Reuse of DataLoader worker process and caching in DataLoader

In one training loop, I am reading about 100000 feature files and each file’s size is 400KB. This is slow when the files are stored on a HDD, so I added @lru_cache annotation for the function reading feature files. However, it seems that in each iteration of DataLoader object, new worker processes will be created (if num_workers > 0), so the cached data in old worker processes is useless in the next iteration.

Is there a way to reuse the created worker processes, or is there an option for caching in DataLoader object? What is the best practice to read a huge amount of small sized files with PyTorch?

1 Like

Have a look at this small example on how to use shared arrays for multiple workers and let me know, if that works for you.

2 Likes

The thinking of using multiprocessing module to share objects between worker processes indeed works, thank you.

As the feature files I used has a huge total size, and cannot be identified simply with index, I used modified pylru.lrucache object, registered it in multiprocessing.managers.BaseManager and shared the cached content between processes. I’ll post the example later.

1 Like

I’m not sure how to use your snippet. It has two questionable lines.

Shouldn’t the use_cache boolean value be reversed (i.e., initialized with True instead)

And loader.dataset.set_use_cache(True), how are you executing it after the data looping?

I don’t think so. If you set it to False, the cache will be populated with your tensors.
Passing it as True will instead get the data from the internal “cache”.
Probably I should change the if-statement for better readability. :wink:

After The first epoch, I call loader.dataset.set_use_cache(True) so that the following epochs will just get the data from the already cached tensors.

Yeah, thank you, that’s much better. By the way, how can I also store the x length in the same shared_array[index] or to generalize the question, how can I store multiple values?

A more general version might be the usage of a shared dict. Otherwise you could need to somehow pack the additional information into your array.
Would that work for you?

1 Like

Why do we first create a mp.Array and then convert it to numpy array? Can’t we directly create a numpy array to create a torch.Tensor from it?

This use case is more or less an edge case and we are creating the multiprocessing.Array so that we can share it between multiple processes.

If you don’t need this functionality, you are fine using standard numpy arrays and convert them to tensors via torch.from_numpy.

Thanks for the quick reply!
Is there any advantantage of using multiprocessing.Array? over a standard numpy array and allowing multiple workers to access the data at the index they are trying to access?

The initial post describes this special use case.

You would basically load the data once and reuse it for all workers.
That’s not the standard work flow, where you are usually loading e.g. image files and apply some live data augmentation on it, so I would recommend to not use the shared array unless you really need it.

1 Like

Hi there, are you able to share some example code? I’m in a similar situation where I want to share the lru_cache across workers. Thanks!
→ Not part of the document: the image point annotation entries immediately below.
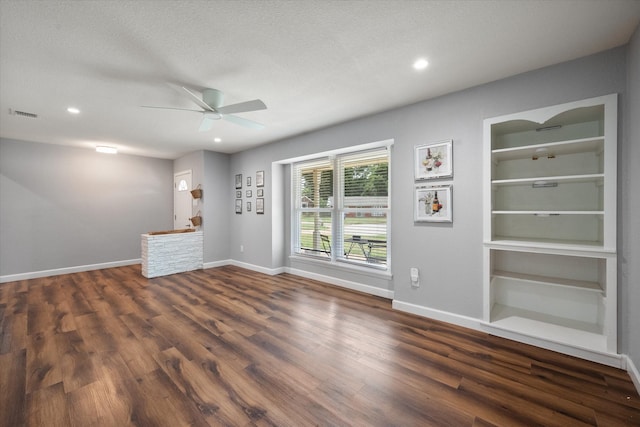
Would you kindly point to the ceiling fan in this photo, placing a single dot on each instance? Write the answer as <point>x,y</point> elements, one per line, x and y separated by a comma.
<point>213,109</point>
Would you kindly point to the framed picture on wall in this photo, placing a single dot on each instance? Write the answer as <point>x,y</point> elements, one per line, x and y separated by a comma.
<point>433,203</point>
<point>434,160</point>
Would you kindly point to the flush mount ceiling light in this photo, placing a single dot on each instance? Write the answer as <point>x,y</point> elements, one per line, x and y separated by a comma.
<point>420,64</point>
<point>106,150</point>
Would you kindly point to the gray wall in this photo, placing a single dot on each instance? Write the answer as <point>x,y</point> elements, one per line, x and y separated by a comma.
<point>67,207</point>
<point>211,171</point>
<point>629,223</point>
<point>449,256</point>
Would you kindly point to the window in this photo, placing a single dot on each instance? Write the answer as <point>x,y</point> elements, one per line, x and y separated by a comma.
<point>352,226</point>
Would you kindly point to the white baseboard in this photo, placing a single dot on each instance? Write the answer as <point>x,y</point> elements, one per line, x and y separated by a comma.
<point>258,268</point>
<point>354,286</point>
<point>633,371</point>
<point>66,270</point>
<point>443,316</point>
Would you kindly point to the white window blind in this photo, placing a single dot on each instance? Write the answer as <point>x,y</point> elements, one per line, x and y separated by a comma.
<point>363,211</point>
<point>351,225</point>
<point>313,207</point>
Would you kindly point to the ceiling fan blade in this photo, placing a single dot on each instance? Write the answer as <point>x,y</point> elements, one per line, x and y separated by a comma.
<point>170,108</point>
<point>243,122</point>
<point>206,124</point>
<point>195,98</point>
<point>242,107</point>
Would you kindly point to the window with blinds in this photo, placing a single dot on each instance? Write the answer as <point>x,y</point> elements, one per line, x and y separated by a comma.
<point>341,208</point>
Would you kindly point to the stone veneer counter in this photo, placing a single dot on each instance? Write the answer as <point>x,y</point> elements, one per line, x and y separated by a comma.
<point>171,252</point>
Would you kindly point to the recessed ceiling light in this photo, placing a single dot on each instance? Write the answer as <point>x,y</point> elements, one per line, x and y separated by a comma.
<point>106,150</point>
<point>420,64</point>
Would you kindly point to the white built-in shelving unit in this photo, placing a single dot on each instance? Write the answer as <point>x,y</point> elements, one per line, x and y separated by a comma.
<point>550,224</point>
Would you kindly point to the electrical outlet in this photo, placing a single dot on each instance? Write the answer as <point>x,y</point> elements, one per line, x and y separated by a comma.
<point>415,277</point>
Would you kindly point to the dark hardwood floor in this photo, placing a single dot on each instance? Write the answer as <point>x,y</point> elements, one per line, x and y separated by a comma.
<point>231,347</point>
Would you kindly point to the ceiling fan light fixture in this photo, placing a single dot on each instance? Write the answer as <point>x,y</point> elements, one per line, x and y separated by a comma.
<point>106,149</point>
<point>420,64</point>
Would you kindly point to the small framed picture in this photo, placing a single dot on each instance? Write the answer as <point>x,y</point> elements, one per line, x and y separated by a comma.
<point>433,203</point>
<point>433,160</point>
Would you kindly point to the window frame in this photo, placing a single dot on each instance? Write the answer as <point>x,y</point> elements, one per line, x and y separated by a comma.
<point>338,210</point>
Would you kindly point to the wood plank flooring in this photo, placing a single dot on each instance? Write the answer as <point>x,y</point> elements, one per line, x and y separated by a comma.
<point>231,347</point>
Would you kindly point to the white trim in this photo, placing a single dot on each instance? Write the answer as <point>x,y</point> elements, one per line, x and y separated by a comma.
<point>66,270</point>
<point>633,371</point>
<point>258,268</point>
<point>378,144</point>
<point>354,286</point>
<point>443,316</point>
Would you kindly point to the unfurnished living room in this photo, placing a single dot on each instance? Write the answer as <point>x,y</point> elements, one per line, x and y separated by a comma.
<point>319,213</point>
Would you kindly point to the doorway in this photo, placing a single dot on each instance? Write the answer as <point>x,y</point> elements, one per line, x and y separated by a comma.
<point>182,200</point>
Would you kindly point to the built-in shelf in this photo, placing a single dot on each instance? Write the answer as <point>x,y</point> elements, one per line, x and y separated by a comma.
<point>539,280</point>
<point>597,178</point>
<point>549,224</point>
<point>558,148</point>
<point>556,329</point>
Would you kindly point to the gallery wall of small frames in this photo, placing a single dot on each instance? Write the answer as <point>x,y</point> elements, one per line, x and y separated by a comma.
<point>247,203</point>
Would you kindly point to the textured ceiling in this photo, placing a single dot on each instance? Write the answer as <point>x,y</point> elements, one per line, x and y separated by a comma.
<point>314,63</point>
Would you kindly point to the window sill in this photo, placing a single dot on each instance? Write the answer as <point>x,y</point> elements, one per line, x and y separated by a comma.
<point>373,271</point>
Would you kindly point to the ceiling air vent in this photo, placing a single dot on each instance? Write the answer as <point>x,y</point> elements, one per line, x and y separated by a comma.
<point>23,114</point>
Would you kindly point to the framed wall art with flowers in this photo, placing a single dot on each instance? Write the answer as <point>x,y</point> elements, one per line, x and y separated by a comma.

Thank you for the pytorch_misc repository.

1. For the Read-write purpose:

Just wonder what will happen if we replace

multiprocessing.Manager.dict

with common python dict in the snippet.

2. For the Read-only purpose:

If I can preload all data into a container in a proper way (not using dataset or dataloader), and then use the container as a cache for the dataset where the data will be read-only in rest execution. Is it still necessary to use the

multiprocessing.Manager.dict

or we can turn to the normal dict.

  1. I guess it won’t be working to share the same dict, as it would be copied. Did you try to replace it and run the code snippet?

  2. If you can preload the data, you could use it directly in a Dataset and the DataLoader would then create copies of it for each worker.

  1. I tried to replace the manager.dict with a python standard dict. Nothing wired happens for the snippet.
  2. I printed the object id in __getitem__ and only observe a unique id for both two cases. Guessing dict is not duplicated in my cases.

The fear is that it works ok in a small snippet but breaks in complicated circumstances.

I have long been wondering the mechanism of our pytorch dataloader and dataset but still get confused after searching for informations.

According to the above github links, the fork/spawn methods might be the keys to dive into the details but this is diffcult for us users.

It is hoped that a in-depth tuitorial could be proposed on the dataset/dataloader mechenism. That would be helpful for users with a slightly advanced purpose.